Gerber calls his version the “Grass March.” Gerber, a lawyer who has represented dozens of plaintiffs in lawsuits against the U.S. Forest Service and Bureau of Land Management over the past two decades, said federal agencies have the same stranglehold on Nevada land and grass as the British had on Indian salt supplies.
Federal land managers have said grazing throughout most of Nevada is unsustainable at permitted levels, and they’re further challenged by lingering drought, overpopulation of wild horse herds and the potential listing of the sage grouse as an endangered species.
BLM spokeswoman Lesli Ellis-Wouters said Monday that some permit holders voluntarily have decided against grazing the total number of cows they are allowed, resulting in 436,000 fewer of the animals on public land.
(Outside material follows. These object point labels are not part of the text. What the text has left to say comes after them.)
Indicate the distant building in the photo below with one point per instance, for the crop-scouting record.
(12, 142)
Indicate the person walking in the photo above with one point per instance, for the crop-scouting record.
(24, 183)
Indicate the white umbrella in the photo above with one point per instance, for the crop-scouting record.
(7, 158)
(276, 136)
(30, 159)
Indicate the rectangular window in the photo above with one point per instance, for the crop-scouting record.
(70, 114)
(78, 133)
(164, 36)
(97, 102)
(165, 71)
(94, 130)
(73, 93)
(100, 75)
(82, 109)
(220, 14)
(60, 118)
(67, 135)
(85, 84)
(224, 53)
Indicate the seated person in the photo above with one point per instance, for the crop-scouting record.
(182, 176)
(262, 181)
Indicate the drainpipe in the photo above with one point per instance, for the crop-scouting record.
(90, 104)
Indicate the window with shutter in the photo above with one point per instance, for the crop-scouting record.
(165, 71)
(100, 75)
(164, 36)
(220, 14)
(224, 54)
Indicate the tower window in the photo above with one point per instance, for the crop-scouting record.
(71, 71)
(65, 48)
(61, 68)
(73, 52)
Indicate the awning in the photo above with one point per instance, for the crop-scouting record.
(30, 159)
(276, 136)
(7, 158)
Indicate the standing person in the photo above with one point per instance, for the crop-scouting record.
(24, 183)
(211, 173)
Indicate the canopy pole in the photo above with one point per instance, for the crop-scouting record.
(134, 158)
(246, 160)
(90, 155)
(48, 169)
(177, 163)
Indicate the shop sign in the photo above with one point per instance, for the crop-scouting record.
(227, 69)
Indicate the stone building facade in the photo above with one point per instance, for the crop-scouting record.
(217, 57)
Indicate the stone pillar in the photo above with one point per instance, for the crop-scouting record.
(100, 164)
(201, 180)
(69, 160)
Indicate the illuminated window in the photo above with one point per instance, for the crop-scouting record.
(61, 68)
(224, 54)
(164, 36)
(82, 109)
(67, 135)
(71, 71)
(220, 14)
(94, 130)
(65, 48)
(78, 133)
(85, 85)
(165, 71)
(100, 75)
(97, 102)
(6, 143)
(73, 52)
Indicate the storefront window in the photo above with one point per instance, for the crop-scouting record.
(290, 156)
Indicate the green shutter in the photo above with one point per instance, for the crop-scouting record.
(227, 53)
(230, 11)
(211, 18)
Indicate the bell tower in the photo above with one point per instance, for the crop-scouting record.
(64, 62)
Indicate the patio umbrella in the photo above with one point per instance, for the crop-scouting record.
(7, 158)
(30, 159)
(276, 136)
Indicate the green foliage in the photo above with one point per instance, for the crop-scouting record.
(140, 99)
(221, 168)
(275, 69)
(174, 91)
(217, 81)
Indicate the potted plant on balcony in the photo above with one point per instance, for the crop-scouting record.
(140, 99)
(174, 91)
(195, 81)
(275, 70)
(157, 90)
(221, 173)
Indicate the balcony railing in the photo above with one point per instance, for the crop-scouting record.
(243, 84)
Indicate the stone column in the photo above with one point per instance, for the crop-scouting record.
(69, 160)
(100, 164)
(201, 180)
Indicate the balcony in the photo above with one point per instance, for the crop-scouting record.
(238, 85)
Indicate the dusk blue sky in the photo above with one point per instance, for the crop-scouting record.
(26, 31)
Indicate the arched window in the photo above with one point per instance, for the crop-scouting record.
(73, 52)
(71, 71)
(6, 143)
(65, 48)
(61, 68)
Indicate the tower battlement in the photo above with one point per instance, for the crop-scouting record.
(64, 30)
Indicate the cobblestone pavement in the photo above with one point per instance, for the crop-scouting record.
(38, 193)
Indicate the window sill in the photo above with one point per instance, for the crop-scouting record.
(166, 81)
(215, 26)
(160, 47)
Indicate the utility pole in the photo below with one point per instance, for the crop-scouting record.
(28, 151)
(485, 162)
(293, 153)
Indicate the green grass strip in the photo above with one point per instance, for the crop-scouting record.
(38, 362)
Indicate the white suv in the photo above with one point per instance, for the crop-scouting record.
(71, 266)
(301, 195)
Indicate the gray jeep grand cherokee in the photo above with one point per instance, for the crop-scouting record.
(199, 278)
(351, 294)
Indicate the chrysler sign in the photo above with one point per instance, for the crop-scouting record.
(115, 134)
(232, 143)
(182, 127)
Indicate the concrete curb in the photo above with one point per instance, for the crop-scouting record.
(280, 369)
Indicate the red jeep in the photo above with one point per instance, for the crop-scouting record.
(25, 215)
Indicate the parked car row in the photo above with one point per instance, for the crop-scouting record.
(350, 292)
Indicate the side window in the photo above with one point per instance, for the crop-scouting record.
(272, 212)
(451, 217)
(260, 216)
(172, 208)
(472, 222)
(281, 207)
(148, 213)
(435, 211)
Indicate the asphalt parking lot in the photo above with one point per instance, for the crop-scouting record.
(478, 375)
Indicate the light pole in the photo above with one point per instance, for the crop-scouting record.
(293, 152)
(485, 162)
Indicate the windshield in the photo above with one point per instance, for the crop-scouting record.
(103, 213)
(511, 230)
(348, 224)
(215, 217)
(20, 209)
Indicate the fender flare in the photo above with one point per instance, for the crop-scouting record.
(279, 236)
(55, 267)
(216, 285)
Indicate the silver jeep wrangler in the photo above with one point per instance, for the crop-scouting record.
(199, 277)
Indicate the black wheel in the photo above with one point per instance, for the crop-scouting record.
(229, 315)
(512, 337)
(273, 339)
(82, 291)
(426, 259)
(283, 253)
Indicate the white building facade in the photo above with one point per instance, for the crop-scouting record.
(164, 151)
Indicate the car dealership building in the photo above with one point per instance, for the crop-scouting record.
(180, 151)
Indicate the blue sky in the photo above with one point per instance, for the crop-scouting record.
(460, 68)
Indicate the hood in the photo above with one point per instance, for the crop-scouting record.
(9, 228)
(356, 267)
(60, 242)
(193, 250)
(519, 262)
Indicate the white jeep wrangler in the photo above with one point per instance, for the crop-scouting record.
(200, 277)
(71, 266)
She said no decision has been made regarding the Gerber family allotment.
“We do understand it is their livelihood, but we have to be responsible for the land,” she said. “We have to protect the land for its use today and its use tomorrow.”
Gerber’s ride is the latest in a series of demonstrations since the federal government’s run-in with southern Nevada rancher Cliven Bundy, about 75 miles northeast of Las Vegas. Bundy and his supporters, some of them armed militia members, thwarted a BLM roundup of his cattle near Bunkerville in April.
Gerber said his primary tool is the First Amendment, having camped out in front of BLM offices and roadside, and organizing a sort of Pony Express to deliver signatures on petitions he’s gathered along the way to Carson City.
Eklund, the Carlin mayor, said the city didn’t take a stance on Gerber’s ride but he personally supported his efforts.
“The ranchers are a big part of the economy in this part of the country,” Eklund said. “Most of the ranchers support our communities, and it’s about time we return the favor.”